CRICK (Bindella): due le tipologie, quelle con struttura in legno di fabbricazione propria e quelle in lamiera stampata, più moderne. Veniva utilizzato anche il crick ad olio, ma non costituiva una dotazione della macchina; era piuttosto un attrezzo di officina utilizzato per particolari situazioni. Infatti la bindella era costruita appositamente sulle dimensioni delle macchine, che presentavano opportuni irrobustimenti per permetterne l’impiego, che prevedeva un puntamento obliquo per alzare e spingere lateralmente il corpo della macchina. Il meccanismo era costituito da una cremagliera inserita nella struttura del crick, azionata da una manovella che portava anche un ingranaggio a saltarello per il bloccaggio nella posizione ottenuta. Il fondo portava degli spuntoni per un solido ancoraggio al terreno mentre l’estremità della cremagliera era dotata di una testa rotante con due corna per l’aggancio alla struttura della macchina (trebbia o pressa paglia).
PECE: all’avvio delle operazioni e, poi, periodicamente si impeciavano le cinghie per migliorare l’attrito, impedendo che scivolassero non mantenendo la velocità desiderata ed impedendo l’uscita dalla zona di lavoro sulle pulegge e l’espulsione del chinghione, che era una evenienza assolutamente da evitare sia per la conseguente interruzione del lavoro sia  per il pericolo connesso. Col tempo si sostituì la pece con paste di varia natura (biancastra; mentre la pece era nera, in cilindri di 7-8 cm di diametro e lunghi una ventina di cm).

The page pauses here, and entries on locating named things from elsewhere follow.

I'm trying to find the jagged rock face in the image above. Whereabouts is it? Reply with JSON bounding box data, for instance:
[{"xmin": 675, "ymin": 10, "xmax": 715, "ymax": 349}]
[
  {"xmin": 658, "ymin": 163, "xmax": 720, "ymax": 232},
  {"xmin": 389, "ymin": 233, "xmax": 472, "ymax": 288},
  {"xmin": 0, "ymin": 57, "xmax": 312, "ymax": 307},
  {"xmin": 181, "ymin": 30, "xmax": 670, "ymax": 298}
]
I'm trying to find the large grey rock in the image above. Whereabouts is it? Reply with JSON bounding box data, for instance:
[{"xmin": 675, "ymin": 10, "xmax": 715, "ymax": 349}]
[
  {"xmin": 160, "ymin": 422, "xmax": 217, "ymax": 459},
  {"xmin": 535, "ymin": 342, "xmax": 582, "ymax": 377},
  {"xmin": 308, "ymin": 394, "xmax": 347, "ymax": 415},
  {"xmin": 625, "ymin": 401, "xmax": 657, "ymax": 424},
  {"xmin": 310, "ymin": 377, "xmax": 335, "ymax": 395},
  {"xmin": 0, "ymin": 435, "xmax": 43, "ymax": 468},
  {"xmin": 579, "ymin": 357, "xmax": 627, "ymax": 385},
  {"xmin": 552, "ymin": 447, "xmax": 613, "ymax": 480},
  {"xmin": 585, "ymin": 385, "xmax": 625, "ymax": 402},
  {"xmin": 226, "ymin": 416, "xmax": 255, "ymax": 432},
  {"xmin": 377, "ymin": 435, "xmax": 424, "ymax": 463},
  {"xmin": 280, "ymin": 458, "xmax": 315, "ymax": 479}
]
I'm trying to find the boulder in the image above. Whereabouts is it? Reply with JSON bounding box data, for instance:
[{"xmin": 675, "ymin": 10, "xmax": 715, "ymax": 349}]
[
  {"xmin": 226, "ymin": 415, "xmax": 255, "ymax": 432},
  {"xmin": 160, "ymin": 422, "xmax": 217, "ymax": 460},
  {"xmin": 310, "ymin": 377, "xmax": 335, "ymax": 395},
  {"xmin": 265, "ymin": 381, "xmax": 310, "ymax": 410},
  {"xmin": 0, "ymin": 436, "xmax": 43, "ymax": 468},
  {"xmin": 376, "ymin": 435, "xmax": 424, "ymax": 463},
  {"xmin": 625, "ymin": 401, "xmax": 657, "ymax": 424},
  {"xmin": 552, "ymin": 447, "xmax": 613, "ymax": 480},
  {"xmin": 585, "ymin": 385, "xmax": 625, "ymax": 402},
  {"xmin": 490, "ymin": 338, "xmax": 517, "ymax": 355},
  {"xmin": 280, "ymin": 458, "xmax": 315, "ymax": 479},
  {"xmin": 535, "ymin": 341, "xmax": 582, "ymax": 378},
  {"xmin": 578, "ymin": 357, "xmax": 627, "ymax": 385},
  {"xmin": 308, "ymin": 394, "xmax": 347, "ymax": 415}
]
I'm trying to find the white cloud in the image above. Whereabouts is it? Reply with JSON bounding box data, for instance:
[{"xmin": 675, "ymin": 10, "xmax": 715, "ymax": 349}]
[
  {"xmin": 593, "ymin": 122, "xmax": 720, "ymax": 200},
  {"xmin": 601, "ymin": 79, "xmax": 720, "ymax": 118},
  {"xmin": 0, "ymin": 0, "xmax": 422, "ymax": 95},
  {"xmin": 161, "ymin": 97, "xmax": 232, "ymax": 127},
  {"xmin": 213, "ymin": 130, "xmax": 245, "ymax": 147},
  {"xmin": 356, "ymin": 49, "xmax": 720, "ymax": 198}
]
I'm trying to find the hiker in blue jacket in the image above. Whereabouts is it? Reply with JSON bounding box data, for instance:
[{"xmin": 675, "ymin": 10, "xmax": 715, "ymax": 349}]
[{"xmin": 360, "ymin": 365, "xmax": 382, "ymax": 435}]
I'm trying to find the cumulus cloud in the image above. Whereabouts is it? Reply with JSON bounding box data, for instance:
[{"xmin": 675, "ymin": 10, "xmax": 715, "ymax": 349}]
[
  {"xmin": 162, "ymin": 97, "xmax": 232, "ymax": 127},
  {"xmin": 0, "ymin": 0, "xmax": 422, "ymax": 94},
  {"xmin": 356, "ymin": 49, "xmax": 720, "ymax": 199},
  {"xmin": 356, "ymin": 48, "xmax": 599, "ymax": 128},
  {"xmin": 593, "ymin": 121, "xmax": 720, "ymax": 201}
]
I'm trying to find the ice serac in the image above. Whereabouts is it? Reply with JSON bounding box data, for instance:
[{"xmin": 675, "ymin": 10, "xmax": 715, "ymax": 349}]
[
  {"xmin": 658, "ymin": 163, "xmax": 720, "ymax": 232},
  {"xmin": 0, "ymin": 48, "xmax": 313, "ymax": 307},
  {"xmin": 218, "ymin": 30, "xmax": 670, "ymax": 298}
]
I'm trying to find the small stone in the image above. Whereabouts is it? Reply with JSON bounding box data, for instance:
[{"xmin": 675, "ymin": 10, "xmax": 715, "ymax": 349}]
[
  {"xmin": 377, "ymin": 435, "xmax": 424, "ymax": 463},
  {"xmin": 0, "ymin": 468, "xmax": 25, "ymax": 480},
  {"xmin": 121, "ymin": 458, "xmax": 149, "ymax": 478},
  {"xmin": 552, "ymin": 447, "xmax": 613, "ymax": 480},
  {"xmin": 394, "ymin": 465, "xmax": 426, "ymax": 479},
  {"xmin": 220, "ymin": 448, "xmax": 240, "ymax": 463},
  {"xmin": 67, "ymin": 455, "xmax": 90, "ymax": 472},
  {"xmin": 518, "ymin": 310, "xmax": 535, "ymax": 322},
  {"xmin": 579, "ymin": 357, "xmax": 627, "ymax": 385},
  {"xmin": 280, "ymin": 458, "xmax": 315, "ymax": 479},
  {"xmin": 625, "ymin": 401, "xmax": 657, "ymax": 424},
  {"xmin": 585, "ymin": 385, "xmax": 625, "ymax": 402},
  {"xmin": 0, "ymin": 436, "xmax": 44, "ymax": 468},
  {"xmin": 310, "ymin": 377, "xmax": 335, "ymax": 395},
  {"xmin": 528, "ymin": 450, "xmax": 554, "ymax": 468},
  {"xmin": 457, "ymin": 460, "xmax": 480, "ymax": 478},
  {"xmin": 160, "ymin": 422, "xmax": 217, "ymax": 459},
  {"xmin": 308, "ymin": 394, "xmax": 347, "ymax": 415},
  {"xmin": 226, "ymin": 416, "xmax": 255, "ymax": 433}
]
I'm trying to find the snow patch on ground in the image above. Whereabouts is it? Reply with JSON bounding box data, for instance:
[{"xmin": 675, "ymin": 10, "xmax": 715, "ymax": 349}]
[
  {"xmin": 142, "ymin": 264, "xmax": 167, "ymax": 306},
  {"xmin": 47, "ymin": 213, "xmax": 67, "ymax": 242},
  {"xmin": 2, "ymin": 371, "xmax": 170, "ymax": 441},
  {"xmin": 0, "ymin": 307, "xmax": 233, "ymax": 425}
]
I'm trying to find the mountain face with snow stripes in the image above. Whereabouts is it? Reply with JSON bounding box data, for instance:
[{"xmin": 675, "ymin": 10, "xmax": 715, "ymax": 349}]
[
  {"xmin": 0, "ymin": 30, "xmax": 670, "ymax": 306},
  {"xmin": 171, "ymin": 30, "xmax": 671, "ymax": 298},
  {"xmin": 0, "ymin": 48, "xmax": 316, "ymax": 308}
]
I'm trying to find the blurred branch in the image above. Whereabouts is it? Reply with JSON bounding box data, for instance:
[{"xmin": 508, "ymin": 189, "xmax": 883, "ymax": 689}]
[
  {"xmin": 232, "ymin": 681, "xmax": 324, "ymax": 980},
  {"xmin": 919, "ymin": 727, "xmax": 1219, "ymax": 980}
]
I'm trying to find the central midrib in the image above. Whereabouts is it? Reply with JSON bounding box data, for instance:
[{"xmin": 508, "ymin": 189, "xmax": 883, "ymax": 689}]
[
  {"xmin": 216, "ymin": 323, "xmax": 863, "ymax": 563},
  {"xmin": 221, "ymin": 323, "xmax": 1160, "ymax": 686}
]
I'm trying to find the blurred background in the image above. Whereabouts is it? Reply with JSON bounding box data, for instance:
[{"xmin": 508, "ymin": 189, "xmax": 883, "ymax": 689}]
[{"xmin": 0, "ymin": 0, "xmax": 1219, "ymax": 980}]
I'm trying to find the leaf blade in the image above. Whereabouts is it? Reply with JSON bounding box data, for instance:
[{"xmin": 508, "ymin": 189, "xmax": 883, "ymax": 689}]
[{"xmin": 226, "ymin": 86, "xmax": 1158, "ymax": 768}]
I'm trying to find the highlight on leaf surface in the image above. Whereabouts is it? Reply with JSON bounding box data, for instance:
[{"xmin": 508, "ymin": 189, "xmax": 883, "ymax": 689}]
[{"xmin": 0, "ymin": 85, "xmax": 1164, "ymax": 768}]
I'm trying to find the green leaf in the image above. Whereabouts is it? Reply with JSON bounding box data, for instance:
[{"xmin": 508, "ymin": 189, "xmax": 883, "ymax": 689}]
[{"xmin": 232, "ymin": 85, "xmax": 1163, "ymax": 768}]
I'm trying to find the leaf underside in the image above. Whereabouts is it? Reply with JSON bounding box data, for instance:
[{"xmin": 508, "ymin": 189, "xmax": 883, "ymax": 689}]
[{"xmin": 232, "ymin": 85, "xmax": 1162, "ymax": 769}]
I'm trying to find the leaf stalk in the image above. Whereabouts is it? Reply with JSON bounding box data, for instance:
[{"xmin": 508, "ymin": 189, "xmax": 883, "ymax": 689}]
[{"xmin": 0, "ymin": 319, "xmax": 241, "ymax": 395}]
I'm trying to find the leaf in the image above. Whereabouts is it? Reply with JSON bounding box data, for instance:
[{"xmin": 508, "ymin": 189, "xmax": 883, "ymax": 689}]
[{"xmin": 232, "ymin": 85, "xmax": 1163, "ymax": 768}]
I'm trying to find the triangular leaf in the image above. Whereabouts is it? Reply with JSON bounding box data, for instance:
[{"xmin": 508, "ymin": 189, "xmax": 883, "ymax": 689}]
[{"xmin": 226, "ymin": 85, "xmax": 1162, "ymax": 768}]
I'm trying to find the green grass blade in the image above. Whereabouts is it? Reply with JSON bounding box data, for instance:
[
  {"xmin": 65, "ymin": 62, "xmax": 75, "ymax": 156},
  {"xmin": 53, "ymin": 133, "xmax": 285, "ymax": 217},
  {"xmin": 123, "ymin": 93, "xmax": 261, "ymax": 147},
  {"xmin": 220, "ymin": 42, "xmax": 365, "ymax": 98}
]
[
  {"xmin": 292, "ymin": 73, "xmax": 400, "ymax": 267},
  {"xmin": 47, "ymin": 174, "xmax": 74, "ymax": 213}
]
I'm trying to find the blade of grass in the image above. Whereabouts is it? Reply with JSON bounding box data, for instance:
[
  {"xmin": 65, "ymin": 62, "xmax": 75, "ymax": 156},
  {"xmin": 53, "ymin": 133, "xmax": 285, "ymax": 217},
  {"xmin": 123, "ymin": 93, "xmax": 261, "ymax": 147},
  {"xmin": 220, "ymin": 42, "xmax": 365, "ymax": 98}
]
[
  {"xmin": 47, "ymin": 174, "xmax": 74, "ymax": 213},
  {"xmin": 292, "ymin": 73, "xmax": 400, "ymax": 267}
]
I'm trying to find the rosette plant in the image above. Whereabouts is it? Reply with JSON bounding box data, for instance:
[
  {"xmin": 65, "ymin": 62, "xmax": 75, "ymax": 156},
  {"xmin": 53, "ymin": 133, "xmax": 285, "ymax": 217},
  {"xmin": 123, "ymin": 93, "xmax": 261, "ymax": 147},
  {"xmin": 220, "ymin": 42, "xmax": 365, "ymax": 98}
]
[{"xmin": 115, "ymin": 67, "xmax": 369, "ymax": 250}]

AGGRAFFATRICE (con relative graffe):  serviva a costruire e ricostruire, quando si rompevano, le cinghie della macchina Essa consisteva di due blocchi di acciaio collegati da un perno; quello inferiore era dotato di un  rilievo con delle scanalature, nelle quali venivano inserite  le graffe, che erano pre-posizionate su un cartone piegato a semicilindro. Le graffe venivano quindi bloccate in sede con un ago passante attraverso tutto il blocco e si inseriva una estremità della cinghia fra le graffe allineate. Si accostava il blocchetto mobile della aggraffatrice e con un colpo di martello ben  assestato si chiudeva il sistema dei graffe. Si ripeteva l’operazione sull’altra estremità della cinghia, avendo cura di utilizzare il giusto numero di graffe e di controllare la posizione sulla cinghia. Le due estremità, così armate di graffe, venivano accostate e vincolate con un filo di ferro.
EMINA (la mina): un recipiente di capacità nota, non necessariamente del valore legale, ma testato ed accettato. Per esempio nella sgranatura del mais si passò alla capacità di 25 chilogrammi dalla precedente di venti chili (a causa della maggior produzione derivante dalle macchine  e dalla resa più elevata del mais rispetto alla meliga).
SCALA : ogni macchina, per qualsivoglia prodotto, era dotata di una scala, per questo a casa nostra c’era tutta una parete coperta da scale.
Erano scale in legno, leggere perché bisognava usarle in continuazione ma robuste e ben fatte che dovevano durare diverse stagioni. Esse erano costituite da alcune assi lunghe circa tre metri e mezzo, con una prolunga a maniglia per quella di destra  per consentire un comodo passaggio dalla scala alla piattaforma di lavoro; portavano ogni trenta centimetri l’alloggiamento per i gradini, listelli di robusto legno, lunghi circa 35 centimetri.
Alle estremità due ganci assicuravano la possibilità di assicurarla al bordo della piattaforma e di bloccarla in posizione di trasporto.
FILO: ogni pressa-paglia ne era fornita, per usarlo mentre si pressava; tuttavia ricordo che qualcuno se lo faceva prestare per approntare i fili in anticipo.
Il filo, di diametro circa 1,5 mm, era di ferro puro fornito in rotolo di diversi chilogrammi o meglio di centinaia di metri. Ogni balla richiedeva due fili di circa 2,5 m l’uno.